The deal, agreed more than four years after Britain voted to leave the bloc by a slim margin, offers a way out of a chaotic finale to a divorce that has shaken the 70-year project to forge European unity from the ruins of World War Two.
It will preserve Britain’s zero-tariff and zero-quota access to the bloc’s single market of 450 million consumers, but will not prevent economic pain and disruption for the United Kingdom or for EU member states.
Many aspects of Britain’s future relationship with the EU remain to be hammered out, possibly over years.
“We have taken back control of our destiny,” British Prime Minister Boris Johnson told reporters after tweeting a picture of himself raising both arms in a thumbs-up gesture of triumph.
“People said it was impossible, but we have taken back control.”
The UK formally left the EU on Jan. 31 but has since been in a transition period under which rules on trade, travel and business remained unchanged until the end of this year.
Johnson, the face of the pro-Brexit campaign, had said that since 52% had voted to leave the EU, he did not want to accept the rules of its single market or its customs union after Jan. 1.
The EU did not want to give unfettered privileges to a freewheeling, deregulated British economy outside the bloc, and so potentially encourage others to leave – resulting in a tortuous negotiation.
“It was a long and winding road,” European Commission President Ursula von der Leyen told reporters, quoting the Paul McCartney song. “But we have got a good deal to show for it… Finally we can leave Brexit behind us and look to the future. Europe is now moving on.”
Johnson described the last-minute agreement as a “jumbo” free trade deal along the lines of that done between the European Union and Canada, and urged Britain to move on from the divisions caused by the 2016 Brexit referendum.
The deal will also support the peace in Northern Ireland – a priority for U.S. President-elect Joe Biden, who had warned Johnson that he must uphold the 1998 Good Friday Agreement.
EU member Ireland said the deal, which the Commission website said would be published soon, protected its interests as well as could possibly have been hoped.
But it left much of the detail still to be worked out.
The trade pact will not cover services, which make up 80% of the British economy, including a banking industry that positions London as the only financial capital to rival New York.
Access to the EU market for UK-based banks, insurers and asset managers will become patchy at best.
Johnson said the deal did not contain as much as he would have liked on regulatory equivalence for financial services, but still contained some “good language”.
JPMorgan said the EU had secured a deal that allowed it retain nearly all of its advantages from trade with the UK but with the ability to use regulations to “cherry pick” among sectors where the UK had advantages – such as services.
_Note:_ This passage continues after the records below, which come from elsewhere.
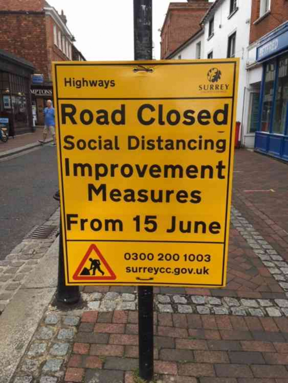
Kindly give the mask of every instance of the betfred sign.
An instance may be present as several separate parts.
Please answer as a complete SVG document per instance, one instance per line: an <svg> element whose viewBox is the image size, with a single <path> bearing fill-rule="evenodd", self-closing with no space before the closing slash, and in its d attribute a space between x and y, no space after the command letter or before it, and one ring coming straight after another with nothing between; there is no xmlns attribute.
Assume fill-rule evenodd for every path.
<svg viewBox="0 0 288 383"><path fill-rule="evenodd" d="M67 285L225 285L238 68L54 64Z"/></svg>

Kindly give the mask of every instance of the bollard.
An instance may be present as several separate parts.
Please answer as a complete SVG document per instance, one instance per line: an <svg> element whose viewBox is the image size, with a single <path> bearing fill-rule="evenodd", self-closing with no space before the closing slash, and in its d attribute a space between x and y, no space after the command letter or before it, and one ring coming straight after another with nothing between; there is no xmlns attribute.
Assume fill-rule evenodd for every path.
<svg viewBox="0 0 288 383"><path fill-rule="evenodd" d="M59 191L56 192L53 198L60 202ZM60 233L59 234L59 257L58 267L58 284L56 298L58 302L68 304L77 303L80 299L79 287L76 286L67 286L65 285L65 270L64 268L64 254L63 251L63 237L61 216L60 218Z"/></svg>

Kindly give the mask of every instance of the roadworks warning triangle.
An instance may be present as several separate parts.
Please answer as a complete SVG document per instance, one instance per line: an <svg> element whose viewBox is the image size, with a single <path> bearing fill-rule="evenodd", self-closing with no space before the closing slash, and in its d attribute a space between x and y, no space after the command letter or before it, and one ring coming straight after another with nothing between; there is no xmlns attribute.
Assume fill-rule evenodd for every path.
<svg viewBox="0 0 288 383"><path fill-rule="evenodd" d="M96 245L91 245L73 276L77 281L107 281L116 276Z"/></svg>

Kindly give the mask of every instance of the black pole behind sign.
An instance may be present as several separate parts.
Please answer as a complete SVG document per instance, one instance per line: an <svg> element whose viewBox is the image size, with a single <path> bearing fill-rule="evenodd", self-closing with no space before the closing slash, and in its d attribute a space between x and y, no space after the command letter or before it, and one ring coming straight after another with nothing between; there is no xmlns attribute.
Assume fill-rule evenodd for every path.
<svg viewBox="0 0 288 383"><path fill-rule="evenodd" d="M152 0L134 0L134 56L136 60L151 60ZM153 287L138 287L140 377L153 377Z"/></svg>
<svg viewBox="0 0 288 383"><path fill-rule="evenodd" d="M59 191L53 196L54 200L60 201ZM72 304L77 303L80 299L78 286L66 286L64 268L64 254L63 251L62 225L60 215L59 234L59 257L58 264L58 283L56 298L58 302Z"/></svg>

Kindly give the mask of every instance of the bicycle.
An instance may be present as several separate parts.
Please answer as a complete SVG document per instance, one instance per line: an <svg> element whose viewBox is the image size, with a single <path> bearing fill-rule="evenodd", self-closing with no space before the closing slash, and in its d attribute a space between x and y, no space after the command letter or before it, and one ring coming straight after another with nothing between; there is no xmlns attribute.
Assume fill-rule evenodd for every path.
<svg viewBox="0 0 288 383"><path fill-rule="evenodd" d="M7 128L0 126L0 140L3 142L7 142L9 137L7 133Z"/></svg>

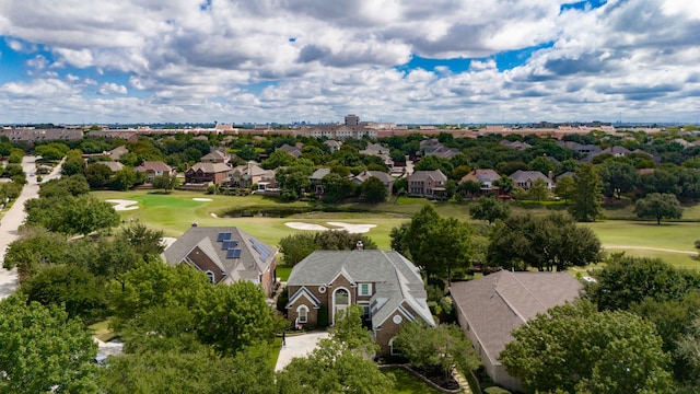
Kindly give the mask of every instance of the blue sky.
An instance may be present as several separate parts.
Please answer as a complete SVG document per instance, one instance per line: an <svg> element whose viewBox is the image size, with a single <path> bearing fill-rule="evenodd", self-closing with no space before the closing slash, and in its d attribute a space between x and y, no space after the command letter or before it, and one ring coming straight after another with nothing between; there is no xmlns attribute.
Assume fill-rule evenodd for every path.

“The unity and strength of Europe paid off,” French President Emmanuel Macron said. “The agreement with the United Kingdom is essential to protect our citizens, our fishermen, our producers. We will make sure that this is the case.”
Brexit campaigner Nigel Farage said the deal would keep the UK far too closely aligned with the EU, adding that he hoped this would be the beginning of the end of the bloc.
Even with a deal, goods trade will have more rules, more red tape and more cost. There will be some disruption at ports. Everything from food safety regulation and exporting rules to product certification will change.